In Atlanta, the change followed a patch that Waymo had pushed to its entire fleet less than two weeks earlier; the patch did not prevent cars from getting stuck when conditions worsened. As a result, Waymo shut down service in five cities and later expanded pauses further, including a move to halt service on freeways as robotaxis encountered difficulty in construction zones.

The pattern across the reports is consistent: Waymo detected that the deployed software changes were not adequately handling real-world flood and congestion scenarios, so it pulled service to limit safety risk and investigate.

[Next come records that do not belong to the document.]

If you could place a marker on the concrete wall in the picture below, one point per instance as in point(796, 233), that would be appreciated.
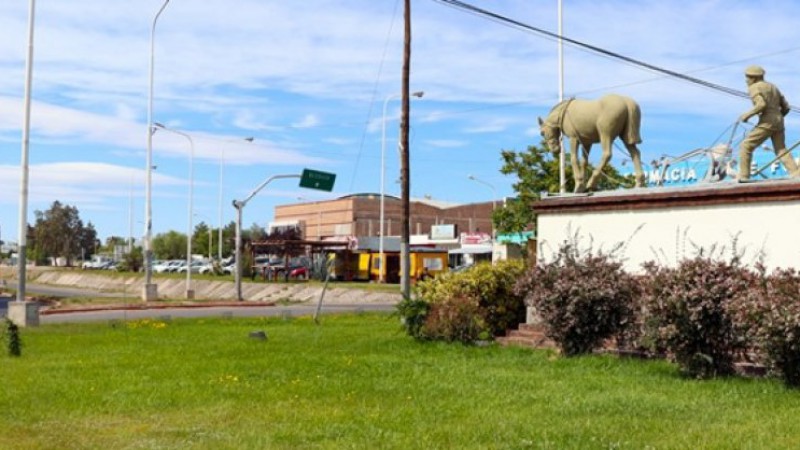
point(669, 224)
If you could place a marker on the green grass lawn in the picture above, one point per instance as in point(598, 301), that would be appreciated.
point(356, 381)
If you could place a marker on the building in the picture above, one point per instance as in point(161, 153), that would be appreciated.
point(358, 216)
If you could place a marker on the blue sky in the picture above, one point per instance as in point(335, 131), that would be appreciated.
point(308, 81)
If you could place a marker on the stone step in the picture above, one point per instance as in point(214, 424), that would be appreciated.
point(527, 335)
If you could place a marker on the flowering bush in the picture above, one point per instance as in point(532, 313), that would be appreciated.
point(583, 299)
point(770, 314)
point(690, 313)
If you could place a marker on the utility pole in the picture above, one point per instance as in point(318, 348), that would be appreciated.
point(405, 259)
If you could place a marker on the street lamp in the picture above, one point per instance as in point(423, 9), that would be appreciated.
point(150, 290)
point(239, 205)
point(221, 166)
point(494, 198)
point(21, 317)
point(189, 291)
point(210, 236)
point(417, 94)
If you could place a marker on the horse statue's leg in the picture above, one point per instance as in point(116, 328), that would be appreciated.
point(636, 157)
point(578, 167)
point(604, 158)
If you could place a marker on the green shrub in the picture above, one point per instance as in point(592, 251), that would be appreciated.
point(582, 299)
point(490, 287)
point(413, 312)
point(13, 339)
point(456, 319)
point(771, 316)
point(690, 313)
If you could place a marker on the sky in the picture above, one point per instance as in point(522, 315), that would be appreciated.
point(317, 83)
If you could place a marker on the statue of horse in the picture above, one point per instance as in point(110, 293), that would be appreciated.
point(586, 122)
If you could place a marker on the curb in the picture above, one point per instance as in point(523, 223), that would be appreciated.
point(140, 307)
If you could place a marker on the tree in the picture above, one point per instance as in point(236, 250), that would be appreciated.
point(202, 239)
point(537, 170)
point(170, 245)
point(59, 232)
point(88, 241)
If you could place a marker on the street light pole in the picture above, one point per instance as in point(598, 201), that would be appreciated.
point(239, 205)
point(494, 198)
point(190, 213)
point(150, 290)
point(418, 94)
point(221, 170)
point(23, 188)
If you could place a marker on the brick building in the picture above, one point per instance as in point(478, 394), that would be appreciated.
point(359, 215)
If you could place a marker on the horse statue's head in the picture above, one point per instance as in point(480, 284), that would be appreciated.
point(551, 134)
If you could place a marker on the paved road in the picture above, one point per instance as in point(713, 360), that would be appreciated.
point(60, 291)
point(212, 311)
point(245, 309)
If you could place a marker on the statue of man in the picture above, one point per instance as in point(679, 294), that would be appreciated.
point(770, 106)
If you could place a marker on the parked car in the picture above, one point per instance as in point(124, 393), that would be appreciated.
point(299, 273)
point(168, 266)
point(195, 267)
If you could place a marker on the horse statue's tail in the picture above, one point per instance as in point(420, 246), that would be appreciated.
point(631, 133)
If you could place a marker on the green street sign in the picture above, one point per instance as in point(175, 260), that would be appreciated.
point(314, 179)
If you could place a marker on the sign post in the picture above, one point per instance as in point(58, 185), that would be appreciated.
point(312, 179)
point(315, 179)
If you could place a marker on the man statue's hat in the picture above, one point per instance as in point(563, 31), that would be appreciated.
point(754, 71)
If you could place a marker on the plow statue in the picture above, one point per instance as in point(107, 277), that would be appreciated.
point(586, 122)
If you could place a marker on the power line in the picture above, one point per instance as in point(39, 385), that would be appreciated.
point(523, 26)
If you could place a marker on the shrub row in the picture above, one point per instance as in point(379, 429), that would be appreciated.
point(705, 314)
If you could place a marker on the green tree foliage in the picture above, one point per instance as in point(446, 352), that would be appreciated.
point(203, 239)
point(132, 261)
point(537, 171)
point(59, 232)
point(170, 245)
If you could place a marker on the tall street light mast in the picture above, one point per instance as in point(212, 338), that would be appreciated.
point(150, 292)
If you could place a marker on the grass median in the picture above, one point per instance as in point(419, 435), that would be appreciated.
point(356, 381)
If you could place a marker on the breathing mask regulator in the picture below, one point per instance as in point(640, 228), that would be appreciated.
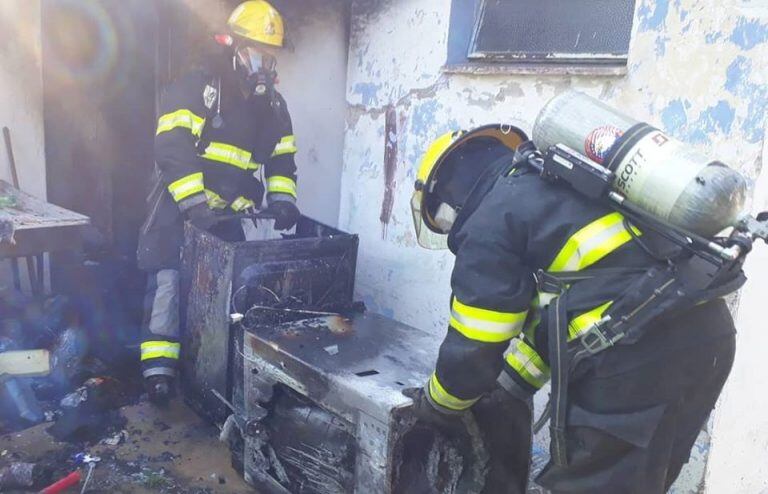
point(255, 68)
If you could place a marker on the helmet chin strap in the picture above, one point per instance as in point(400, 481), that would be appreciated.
point(445, 217)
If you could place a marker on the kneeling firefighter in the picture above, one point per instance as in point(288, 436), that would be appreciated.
point(634, 408)
point(223, 139)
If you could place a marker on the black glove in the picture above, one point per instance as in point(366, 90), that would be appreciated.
point(286, 214)
point(202, 216)
point(160, 389)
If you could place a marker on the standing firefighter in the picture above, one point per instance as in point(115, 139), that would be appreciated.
point(223, 139)
point(632, 411)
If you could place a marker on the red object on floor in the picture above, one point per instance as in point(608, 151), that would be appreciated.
point(63, 484)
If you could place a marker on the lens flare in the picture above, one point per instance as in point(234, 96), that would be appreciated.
point(83, 43)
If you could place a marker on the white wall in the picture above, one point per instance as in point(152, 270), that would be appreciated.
point(21, 92)
point(698, 68)
point(739, 458)
point(21, 98)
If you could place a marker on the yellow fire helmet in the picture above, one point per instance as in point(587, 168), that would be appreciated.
point(440, 162)
point(259, 21)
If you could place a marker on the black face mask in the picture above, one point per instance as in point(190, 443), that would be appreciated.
point(256, 70)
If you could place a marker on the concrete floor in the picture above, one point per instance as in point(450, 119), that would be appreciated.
point(168, 451)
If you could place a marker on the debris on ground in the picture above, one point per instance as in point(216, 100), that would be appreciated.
point(170, 451)
point(22, 475)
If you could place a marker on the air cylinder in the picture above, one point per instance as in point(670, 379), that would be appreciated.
point(663, 176)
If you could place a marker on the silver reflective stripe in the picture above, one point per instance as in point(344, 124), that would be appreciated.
point(164, 319)
point(277, 196)
point(159, 371)
point(574, 262)
point(500, 328)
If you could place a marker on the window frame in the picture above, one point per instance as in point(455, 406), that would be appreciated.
point(522, 62)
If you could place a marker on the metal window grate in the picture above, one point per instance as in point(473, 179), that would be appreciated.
point(553, 31)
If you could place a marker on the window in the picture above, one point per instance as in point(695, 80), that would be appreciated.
point(556, 36)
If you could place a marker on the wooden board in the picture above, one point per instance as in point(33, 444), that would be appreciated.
point(25, 363)
point(27, 212)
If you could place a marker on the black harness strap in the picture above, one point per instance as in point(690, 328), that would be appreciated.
point(560, 370)
point(658, 292)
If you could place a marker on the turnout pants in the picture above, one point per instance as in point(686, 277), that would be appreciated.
point(160, 242)
point(635, 411)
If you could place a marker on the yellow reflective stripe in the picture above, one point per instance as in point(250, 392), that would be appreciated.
point(445, 399)
point(186, 186)
point(181, 119)
point(214, 200)
point(528, 364)
point(241, 203)
point(484, 324)
point(160, 349)
point(281, 185)
point(592, 243)
point(583, 322)
point(287, 145)
point(231, 155)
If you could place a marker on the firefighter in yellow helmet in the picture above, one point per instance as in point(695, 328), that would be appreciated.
point(537, 267)
point(224, 141)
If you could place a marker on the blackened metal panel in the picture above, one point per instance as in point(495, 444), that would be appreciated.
point(355, 369)
point(313, 270)
point(206, 282)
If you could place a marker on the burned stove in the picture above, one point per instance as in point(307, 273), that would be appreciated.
point(308, 387)
point(323, 409)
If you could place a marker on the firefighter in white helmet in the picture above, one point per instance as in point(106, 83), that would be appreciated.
point(224, 139)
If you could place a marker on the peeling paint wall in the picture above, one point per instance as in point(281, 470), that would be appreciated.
point(312, 79)
point(696, 68)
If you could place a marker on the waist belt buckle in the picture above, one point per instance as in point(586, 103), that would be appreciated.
point(596, 339)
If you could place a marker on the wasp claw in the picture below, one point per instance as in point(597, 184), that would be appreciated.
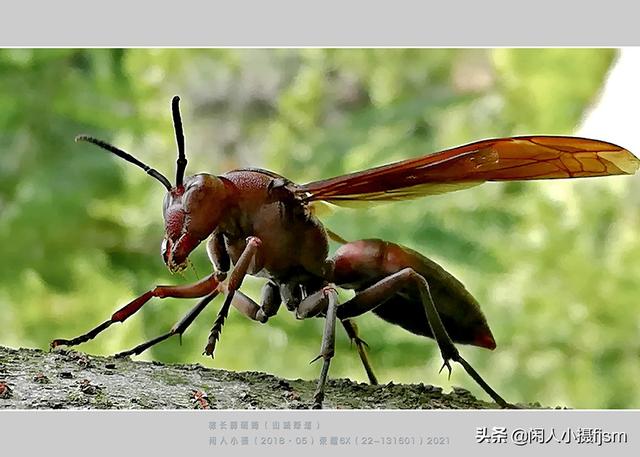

What this means for driverless rollout

  • Software updates aren’t enough on edge cases: flood conditions and rapidly changing road layouts appear to be difficult to cover with a single fleet-wide update.
  • City-by-city pauses reduce exposure while debugging: Waymo’s approach suggests it is using localized shutdowns to control risk while improving perception and routing behavior.
  • Construction and weather interact: the freeway-related suspension points to scenarios where road work and complex traffic patterns may compound the challenge.

For riders, these pauses translate into interrupted service. For the broader industry, the episode is a reminder that autonomy deployments depend on continuous validation under harsh and variable conditions—not just improvements in controlled testing.